Default line break handling is inconvenient

In China, people like Markdown too. But I don’t think that’s a nice solution for us to create new lines with many spaces before newlines as described at:

jgm.github.io/stmd/spec.html#hard-line-breaks

A line break (not in a code span or HTML tag) that is preceded by two or more spaces is parsed as a linebreak (rendered in HTML as a
tag)

Yes there’s an alternative: GFM from GitHub, which treat line breaks just like in normal text. And it’s lucky for us.

Personally there’s some reasons I don’t like the standard way of creating line breaks. In China, we use Chinese characters, and paragraphs are tend to be a dense chunk of dots like this. An easy solution is breaking paragraphs into more lines to make it clear. I did that a lot.

Other people who write in Chinese might not use that as frequently as I do. But there are still a lot cases we need the texts to be formatted. An example is this from Ruby China.

报名方式:直接来就可以了,当然回复一下更好哇~
费用:免费
时间:2014年9月14号(周日)下午2点至5点半
地点:北京市海淀大街38号银科大厦底商Black Jack咖啡 link
交通:地铁十号线,苏州街站下车,往北走;离创业街也不远

I can’t say we use that in most cases, but just there are a lot cases we need line breaks.

I want to list some Chinese forum on programming below. Most of them treat line breaks as GFM does when they choose Markdown:

And some are not, they follow the standard Markdown and need spaces to create line breaks:

So I think these should be taken into consideration in making the standard Markdown.

3 Likes

I came here to discuss the "two or more spaces followed by a line break means a <br/> tag, too, because I personally dislike formatting based on something I can’t see in a normal editor (leading spaces are a different matter), But I see it is in the original Markdown write-up by Gruber (here), and hence the likelihood of something that entrenched may not be easily changed, even if other MD parsers do something different.

That said, I wish it wasn’t the behavior because again, I dislike format-controlling syntax based on “invisible” text, at least in something that is supposed to be textual like MD. Of course, it leads to the problem that not everyone wants a hard break placed everywhere there is a hard break in the original text, so how do you deal with that, etc.? Not an easy problem.

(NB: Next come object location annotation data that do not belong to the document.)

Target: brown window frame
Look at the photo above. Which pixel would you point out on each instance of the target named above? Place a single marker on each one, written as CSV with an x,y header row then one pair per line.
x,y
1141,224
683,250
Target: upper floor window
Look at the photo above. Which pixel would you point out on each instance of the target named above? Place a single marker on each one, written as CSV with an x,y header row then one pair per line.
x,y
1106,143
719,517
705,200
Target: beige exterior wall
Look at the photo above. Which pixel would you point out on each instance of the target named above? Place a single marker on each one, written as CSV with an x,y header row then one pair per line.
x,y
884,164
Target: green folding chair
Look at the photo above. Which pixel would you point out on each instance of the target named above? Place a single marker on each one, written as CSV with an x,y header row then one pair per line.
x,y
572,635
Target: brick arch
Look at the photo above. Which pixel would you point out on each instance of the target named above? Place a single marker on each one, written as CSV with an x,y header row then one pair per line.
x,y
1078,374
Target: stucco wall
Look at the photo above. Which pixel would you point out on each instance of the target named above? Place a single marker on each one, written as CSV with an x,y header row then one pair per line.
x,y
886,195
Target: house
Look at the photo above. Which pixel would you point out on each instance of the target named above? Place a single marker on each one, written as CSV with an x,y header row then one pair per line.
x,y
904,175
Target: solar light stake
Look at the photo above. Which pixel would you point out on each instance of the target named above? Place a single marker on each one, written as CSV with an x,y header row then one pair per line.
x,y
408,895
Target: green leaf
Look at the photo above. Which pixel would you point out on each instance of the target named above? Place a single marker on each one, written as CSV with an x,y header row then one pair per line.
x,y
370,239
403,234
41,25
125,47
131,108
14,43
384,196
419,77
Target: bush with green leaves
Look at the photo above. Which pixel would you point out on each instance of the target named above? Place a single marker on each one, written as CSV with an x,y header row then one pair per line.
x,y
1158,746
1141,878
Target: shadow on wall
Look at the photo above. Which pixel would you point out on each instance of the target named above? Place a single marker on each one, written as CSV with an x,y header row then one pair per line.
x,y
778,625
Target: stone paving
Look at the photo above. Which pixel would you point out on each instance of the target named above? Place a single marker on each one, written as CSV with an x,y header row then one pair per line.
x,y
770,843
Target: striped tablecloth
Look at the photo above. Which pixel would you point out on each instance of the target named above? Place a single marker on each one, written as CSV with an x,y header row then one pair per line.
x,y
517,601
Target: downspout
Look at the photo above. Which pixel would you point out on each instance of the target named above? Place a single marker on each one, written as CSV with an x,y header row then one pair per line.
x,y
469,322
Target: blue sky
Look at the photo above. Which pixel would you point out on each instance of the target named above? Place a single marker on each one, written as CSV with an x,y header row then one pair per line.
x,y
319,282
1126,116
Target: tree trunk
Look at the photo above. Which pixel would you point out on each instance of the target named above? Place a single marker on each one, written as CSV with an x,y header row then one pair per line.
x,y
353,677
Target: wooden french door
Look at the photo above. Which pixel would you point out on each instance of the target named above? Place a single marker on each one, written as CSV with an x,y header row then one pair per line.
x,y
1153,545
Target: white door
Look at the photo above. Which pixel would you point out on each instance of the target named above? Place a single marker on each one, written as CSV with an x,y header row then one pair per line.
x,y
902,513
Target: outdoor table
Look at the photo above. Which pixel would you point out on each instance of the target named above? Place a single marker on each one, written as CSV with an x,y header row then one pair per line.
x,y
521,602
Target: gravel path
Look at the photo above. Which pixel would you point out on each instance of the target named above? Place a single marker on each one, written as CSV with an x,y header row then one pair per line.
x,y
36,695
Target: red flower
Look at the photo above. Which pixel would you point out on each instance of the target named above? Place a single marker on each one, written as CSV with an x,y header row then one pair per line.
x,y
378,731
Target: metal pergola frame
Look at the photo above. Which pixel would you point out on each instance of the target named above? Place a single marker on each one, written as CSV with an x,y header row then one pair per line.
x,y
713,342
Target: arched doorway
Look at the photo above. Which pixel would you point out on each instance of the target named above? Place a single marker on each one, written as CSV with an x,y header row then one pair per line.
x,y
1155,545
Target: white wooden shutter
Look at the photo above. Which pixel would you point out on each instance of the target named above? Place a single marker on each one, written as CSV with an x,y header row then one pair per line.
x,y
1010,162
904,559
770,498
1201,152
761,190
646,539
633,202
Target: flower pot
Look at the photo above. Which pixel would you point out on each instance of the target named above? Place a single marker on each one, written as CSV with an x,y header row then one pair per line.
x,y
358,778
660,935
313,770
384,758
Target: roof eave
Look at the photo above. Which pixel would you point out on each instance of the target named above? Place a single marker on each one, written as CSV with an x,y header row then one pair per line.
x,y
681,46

Perhaps the answer is to just use <br/> when you really want a hard break?

1 Like

The solution to this is actually mentioned in the spec. What you want is §6.10, Soft Line Breaks to be rendered as <br> elements.

It actually explicitly says that:

A renderer may also provide an option to render soft line breaks as hard line breaks.

2 Likes

One thing I see people often do is forget to put a line break between a list ‘heading’ and the list contents:

Does the Soft Line Breaks option allow this to be rendered as a list?

my list of things:

  • thing 1
  • thing 2

vs.

my list of things

  • thing 1
  • thing 2
1 Like

backslash-newline is an alternative to the trailing spaces syntax: http://jgm.github.io/stmd/spec.html#hard-line-breaks

2 Likes

Still hard for me to get the meaning of a foreign language by a glance… But that’s definitely the best choice we can get at this moment. And thanks for pointing out.

Yeah, maintaining those invisible spaces was once a nightmare to me. And for a long time when I was publishing READMEs to GitHub, I was afraid and needed to check every time before I pushed my code.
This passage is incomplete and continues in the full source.